Steady free convection flow within a titled nanofluid saturated porous cavity in the presence of a sloping magnetic field energized by an exothermic chemical reaction administered by Arrhenius kinetics

Abstract

In this work steady natural convection flow energized by an exothermic chemical reaction administered by Arrhenius kinetics inside a tilted nanofluid saturated porous square cavity under the action of a sloping magnetic field has been deliberated numerically following Buongiorno nanofluid model. It is assumed that there is a local thermal equilibrium state between the considered nanofluid and homogeneous porous medium. The mathematical model governing the dimensionless stream function for flow, temperature for heat, and nanoparticles volume fraction for concentration are simulated numerically by means of Galerkin weighted residual type of finite element method. The numerical code has been corroborated compared with the formerly available works, and very good agreement is noticed among the outcomes.

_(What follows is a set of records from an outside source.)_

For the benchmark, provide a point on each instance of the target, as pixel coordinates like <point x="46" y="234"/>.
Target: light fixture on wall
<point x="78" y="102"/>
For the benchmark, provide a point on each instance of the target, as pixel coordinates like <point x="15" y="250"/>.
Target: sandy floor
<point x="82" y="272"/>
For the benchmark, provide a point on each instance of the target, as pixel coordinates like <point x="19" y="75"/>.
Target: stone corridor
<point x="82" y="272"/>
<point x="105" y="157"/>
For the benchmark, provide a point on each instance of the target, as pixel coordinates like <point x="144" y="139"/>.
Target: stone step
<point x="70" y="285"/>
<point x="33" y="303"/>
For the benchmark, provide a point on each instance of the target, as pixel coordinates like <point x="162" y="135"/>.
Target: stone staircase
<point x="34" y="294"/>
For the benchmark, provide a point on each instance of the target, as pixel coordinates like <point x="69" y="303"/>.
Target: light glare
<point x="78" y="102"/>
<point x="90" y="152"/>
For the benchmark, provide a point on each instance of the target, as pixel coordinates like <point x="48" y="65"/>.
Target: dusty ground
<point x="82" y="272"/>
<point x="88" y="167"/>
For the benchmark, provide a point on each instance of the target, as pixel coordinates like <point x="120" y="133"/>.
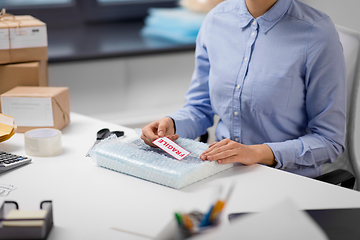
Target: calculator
<point x="9" y="161"/>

Disseminations of streamlines, isotherms, isoconcentrations, and average Nusselt number at wide-ranging key parameters are acquired and discussed in details. The results show that Rayleigh and Frank-Kamenetskii numbers strongly control the convective flows. The average Nusselt number increases with the Frank-Kamenetskii number while it decreases with the Rayleigh number. Heat generation due to a strong exothermic reaction (higher Frank-Kamenetskii number) can blow up the bounded solution. For higher Frank-Kamenetskii number, the rate of heat transfer can be controlled tilting the cavity anticlockwise. Magnetic field slope overwhelms the heat transfer rate when the Frank-Kamenetskii number is high. A strong magnetic field caused the nanoparticles separation for the slow flow. Effects of Brownian diffusion and thermophoresis on average Nusselt number are minimal while their effects on average Sherwood number are quite accountable.